Professional prospects

Although both Ministers and the Teaching Training Agency have tended to deny a crisis in supply, recent government measures indicate their concern. Ongoing arguments between government and teacher unions about performance-related pay have not prevented the introduction of merit awards of £2,000 for teachers judged to be above a performance threshold; 197,000 teachers applied for them, almost all successfully (http://www.dfes.gov.uk/pns/DisplayPN.cgi?pn_id=2000_0279).
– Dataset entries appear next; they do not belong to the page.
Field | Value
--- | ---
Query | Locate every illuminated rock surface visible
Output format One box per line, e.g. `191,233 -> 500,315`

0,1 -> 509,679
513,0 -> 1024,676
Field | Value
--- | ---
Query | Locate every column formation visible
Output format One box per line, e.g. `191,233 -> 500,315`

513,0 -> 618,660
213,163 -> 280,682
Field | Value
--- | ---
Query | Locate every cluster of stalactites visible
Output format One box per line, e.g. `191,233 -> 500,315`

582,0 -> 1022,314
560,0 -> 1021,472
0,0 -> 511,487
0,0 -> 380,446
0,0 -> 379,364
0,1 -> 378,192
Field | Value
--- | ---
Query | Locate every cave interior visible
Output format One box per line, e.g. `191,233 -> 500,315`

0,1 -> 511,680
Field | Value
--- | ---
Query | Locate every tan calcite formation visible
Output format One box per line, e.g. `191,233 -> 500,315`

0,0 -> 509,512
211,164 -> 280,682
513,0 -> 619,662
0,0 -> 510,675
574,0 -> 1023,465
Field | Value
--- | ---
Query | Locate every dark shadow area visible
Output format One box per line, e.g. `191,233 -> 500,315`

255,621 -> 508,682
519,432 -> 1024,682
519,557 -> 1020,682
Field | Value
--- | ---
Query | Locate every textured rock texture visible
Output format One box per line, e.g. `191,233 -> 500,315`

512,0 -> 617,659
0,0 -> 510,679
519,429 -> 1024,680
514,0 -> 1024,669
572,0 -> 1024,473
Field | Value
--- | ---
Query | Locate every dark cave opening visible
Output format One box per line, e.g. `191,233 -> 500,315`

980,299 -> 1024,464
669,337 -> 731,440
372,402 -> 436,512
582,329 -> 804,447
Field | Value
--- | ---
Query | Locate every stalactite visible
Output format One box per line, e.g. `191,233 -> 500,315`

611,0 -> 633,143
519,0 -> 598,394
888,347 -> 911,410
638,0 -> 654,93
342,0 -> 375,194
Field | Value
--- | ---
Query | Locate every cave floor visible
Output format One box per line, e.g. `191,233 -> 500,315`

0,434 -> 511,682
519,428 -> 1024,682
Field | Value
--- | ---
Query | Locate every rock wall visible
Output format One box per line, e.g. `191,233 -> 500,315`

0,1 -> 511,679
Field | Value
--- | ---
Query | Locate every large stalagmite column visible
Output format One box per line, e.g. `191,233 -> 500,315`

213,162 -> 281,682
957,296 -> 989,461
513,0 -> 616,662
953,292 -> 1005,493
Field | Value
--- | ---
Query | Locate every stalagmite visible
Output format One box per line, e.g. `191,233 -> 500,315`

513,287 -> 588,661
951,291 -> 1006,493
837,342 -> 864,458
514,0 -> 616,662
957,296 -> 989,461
Efforts to encourage early-retired teachers to return to the classroom have been complemented by fast-track recruitment for mature entrants with experience in other relevant occupations (http://www.publications.parliament.uk/pa/cm199900/cmhansrd/vo001122/text/01122w16.htm#01122w16.html_sbhd7). In December 2000 the Government announced a £250 million scheme to assist new teachers in areas where house prices are an additional deterrent to recruitment (notably London and the south-east) to buy their first homes. Most significantly, it introduced salaries of £150 a week for trainee teachers which brought an immediate and substantial increase in applications to training courses (http://www.dfes.gov.uk/pns/DisplayPN.cgi?pn_id=2000_0340). It remains to be seen whether this increase will be sustained. More immediately, shortages have led to increasing use of supply teachers, many provided by private agencies. They have also prompted the Government to provide earmarked funding for more classroom assistants, and to encourage investigation of how they can be used most effectively, which should help to identify critical teaching skills and to differentiate between classroom tasks which do and do not require teachers' distinctive professional knowledge and expertise.